Throughout the next 8 years, constant pain traveled into neck, shoulders, and throughout upper body. Eventually saw various medical specialists, including pain management specialists, trying all available treatments, none of which brought pain level to manageable level. Finally began medication regimen with pain management doctor in 2002, while continuing home therapy program. Became disabled in 2003. Upon death of this doctor in 2010, jumped from pain specialist to pain specialist, unable to stabilize condition or manage side effects of medications. In 2011, the political climate against use of narcotics to manage pain became even more intense, and finally just gave up. No medication for about 1 1/2 years and unable to continue home therapy program.
Severe TMJ Syndrome
Myofascial Pain Syndrome
Four herniated cervical disks/chronic cervicalgia
Lumbar disc degeneration/facet arthritis
Shoulder bursitis/frozen shoulder
Mild spinal stenosis
Bilateral tracking dysfunction and early degeneration/knees (patella)
Fibromyalgia (muscle pain)
Chronic then Intractable Pain Syndromes
MRI of temporomandibular joints (11/1/90)
X-ray, right shoulder (9/16/98)
X-ray, neck (10/21/98)
MRI of temporomandibular joints (3/31/00)
MRI of cervical spine (3/31/00)
MRI of shoulders (4/1/00)
X-ray, cervical spine (12/13/00)
X-ray, lumbar spine (12/13/00)
MRI of knees (1/9/03)
EMG for carpel tunnel (7/3/03)
X-ray, right hand (11/3/03)
MRI of cervical spine (3/24/04)
MRI of cervical spine (5/15/09)
Medications (all types)
Trigger point injections
EXPECTATIONS FOR, AND BENEFITS OF, MEDICAL CANNIBAS USAGE
It is impossible to explain the physical and psychological effects of chronic pain on day-to-day life.
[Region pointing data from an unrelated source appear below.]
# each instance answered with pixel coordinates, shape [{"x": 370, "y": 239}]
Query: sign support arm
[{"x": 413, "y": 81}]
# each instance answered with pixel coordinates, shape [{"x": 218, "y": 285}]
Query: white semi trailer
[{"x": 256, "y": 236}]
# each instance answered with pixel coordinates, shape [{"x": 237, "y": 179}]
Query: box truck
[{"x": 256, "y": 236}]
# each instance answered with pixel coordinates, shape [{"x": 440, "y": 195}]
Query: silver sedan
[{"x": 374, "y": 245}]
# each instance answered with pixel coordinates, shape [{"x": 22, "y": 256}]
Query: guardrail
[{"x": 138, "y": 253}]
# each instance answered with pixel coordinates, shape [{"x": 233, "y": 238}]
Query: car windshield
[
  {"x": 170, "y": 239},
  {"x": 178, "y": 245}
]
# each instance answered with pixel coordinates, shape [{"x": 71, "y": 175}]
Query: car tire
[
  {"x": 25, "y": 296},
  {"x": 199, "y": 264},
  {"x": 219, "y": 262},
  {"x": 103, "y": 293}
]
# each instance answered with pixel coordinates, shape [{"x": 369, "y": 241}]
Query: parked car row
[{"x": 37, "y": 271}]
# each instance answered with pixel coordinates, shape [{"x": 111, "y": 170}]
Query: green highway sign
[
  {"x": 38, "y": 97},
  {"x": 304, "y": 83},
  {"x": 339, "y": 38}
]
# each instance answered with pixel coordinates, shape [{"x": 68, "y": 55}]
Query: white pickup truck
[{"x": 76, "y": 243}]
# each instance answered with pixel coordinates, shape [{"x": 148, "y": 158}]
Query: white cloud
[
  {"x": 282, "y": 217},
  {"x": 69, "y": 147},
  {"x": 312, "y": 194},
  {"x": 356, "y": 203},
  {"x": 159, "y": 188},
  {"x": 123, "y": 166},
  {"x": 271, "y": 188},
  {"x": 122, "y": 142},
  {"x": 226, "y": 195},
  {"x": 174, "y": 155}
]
It is, of course, disabling. But when hope is lost for any relief, it is so easy to just become inert, which can become an early death sentence.
I do not expect cannabis to reduce my pain levels; rather, I expect it to give me the ability to distract myself from the constant pain. The ability to focus on things outside of the pain.
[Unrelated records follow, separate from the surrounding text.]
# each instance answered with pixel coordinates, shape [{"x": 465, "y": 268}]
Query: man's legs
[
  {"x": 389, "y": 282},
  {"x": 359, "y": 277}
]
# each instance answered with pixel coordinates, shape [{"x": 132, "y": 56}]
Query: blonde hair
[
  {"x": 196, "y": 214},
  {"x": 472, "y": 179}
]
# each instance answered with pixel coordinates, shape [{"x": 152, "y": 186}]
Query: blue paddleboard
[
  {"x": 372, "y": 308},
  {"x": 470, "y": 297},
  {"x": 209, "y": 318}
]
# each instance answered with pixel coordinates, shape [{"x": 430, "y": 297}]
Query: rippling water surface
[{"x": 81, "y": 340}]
I would like to be able to sleep longer than 2 hours at a time. I would like to obtain some control over my constant anxiety and related conditions (like eczema). I expect it to allow me to increase movement and flexibility. I hope it works as an anti-anxiety, anti-inflammatory, and as a sleep aid. I expect that the side effects will be minimal, especially compared to prescription medications.
STANDARD TREATMENTS HAVE BEEN TRIED AND FAILED
After 25 years of both invasive and non-invasive treatments, and extensive research into TMJ and the disease of intractable pain, my conclusion is that the medical profession cannot help me. I have learned enough over the past quarter of a century to design and implement my own home therapy program, which I have been unable to perform after discontinuation of the medication regimen.
Over 100 million Americans suffer from chronic pain, and recent attention to the problem may initiate research and development actions. At this point in time, the only new pain treatment involves Ketamine. Recent knowledge and research on the brain may eventually lead to new treatments, including treatments involving stem cells, but those advancements look too far into the future to be of help to me in my lifetime.